@lafnlab I mean, I think the trope is applied most vigorously in "monstrous" and especially dark-skinned fantasy races, while Gandalf was put forward as kind of an idealized white man, in sort of an equal and opposite way to how orcs were supposed to epitomize "savage" dark-skinned people threatening white Europe.
Elves were idealized whites, too, so clearly there's some complexity to deal with here.
@lafnlab I'm going to propose a test: If casting a person of color to play a character would make white fandom throw a temper tantrum, that character is not a Tolkien Minority.
@lafnlab (not as originally written, though filmmakers/scriptwriters might choose to make them one in the movie adaptation, à la black Hermione in the Harry Potter play)
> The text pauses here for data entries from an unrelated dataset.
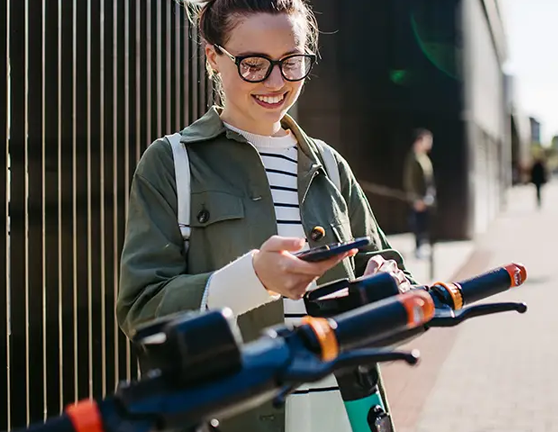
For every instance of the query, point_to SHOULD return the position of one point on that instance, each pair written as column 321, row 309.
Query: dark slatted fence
column 86, row 86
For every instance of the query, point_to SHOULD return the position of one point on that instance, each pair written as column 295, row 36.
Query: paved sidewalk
column 449, row 256
column 493, row 373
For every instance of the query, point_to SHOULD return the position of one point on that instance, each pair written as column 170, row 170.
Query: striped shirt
column 316, row 407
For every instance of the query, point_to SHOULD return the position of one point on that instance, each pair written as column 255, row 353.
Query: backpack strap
column 330, row 163
column 183, row 189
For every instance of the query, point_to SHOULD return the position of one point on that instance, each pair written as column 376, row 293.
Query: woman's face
column 259, row 107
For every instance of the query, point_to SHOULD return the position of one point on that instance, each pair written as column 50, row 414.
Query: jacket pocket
column 211, row 207
column 218, row 234
column 343, row 233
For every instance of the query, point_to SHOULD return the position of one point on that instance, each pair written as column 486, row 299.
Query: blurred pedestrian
column 539, row 177
column 418, row 181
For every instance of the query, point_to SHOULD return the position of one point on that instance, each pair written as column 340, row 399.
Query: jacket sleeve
column 363, row 223
column 154, row 278
column 153, row 274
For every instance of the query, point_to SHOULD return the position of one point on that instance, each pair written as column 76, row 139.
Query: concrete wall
column 389, row 66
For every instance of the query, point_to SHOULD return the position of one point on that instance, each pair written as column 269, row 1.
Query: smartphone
column 322, row 253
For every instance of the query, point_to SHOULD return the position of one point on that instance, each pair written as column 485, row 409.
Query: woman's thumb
column 278, row 244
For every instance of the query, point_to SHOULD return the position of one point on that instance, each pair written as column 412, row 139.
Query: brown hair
column 217, row 18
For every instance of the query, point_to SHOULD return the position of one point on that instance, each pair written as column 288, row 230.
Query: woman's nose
column 275, row 79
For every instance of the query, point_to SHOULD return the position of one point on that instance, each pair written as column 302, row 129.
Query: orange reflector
column 454, row 291
column 85, row 416
column 326, row 336
column 517, row 272
column 419, row 306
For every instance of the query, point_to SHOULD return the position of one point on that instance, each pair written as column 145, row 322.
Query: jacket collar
column 210, row 126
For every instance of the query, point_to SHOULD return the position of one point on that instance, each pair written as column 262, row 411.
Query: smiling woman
column 259, row 193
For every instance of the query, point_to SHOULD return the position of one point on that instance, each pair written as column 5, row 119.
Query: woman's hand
column 283, row 273
column 378, row 264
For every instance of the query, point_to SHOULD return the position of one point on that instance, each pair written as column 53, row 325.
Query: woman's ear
column 211, row 57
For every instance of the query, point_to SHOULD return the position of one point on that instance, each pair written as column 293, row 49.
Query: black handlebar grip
column 369, row 323
column 491, row 283
column 62, row 423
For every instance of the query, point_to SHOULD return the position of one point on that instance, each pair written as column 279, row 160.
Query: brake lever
column 314, row 371
column 449, row 318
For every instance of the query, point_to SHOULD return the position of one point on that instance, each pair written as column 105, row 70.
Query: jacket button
column 203, row 216
column 317, row 233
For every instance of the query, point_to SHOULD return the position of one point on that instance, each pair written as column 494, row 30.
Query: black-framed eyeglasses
column 257, row 68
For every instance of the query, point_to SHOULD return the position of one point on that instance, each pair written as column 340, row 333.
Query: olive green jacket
column 229, row 187
column 418, row 176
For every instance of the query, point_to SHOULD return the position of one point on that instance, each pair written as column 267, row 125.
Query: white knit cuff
column 237, row 287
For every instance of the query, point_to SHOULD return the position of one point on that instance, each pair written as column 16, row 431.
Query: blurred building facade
column 390, row 66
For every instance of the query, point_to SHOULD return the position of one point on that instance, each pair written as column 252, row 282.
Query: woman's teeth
column 270, row 99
@leila @lafnlab I read Tolkien's orcs and goblins as the urban working class, hobbits as Middle England, and his elves as a "natural aristocracy" myself... but the dwarves owe something to the antsemitic stereotypes of the nibelungen and there's the "blood of Numenor" growing thin, so I'm not disagreeing with your basic point.
@ghost_bird Totally, racism wasn't Tolkien's only representational fault, and he also loved creating backstory for his the races so much that even the ones clearly informed by prejudices about human racial and social groups also have a lot of other things going on.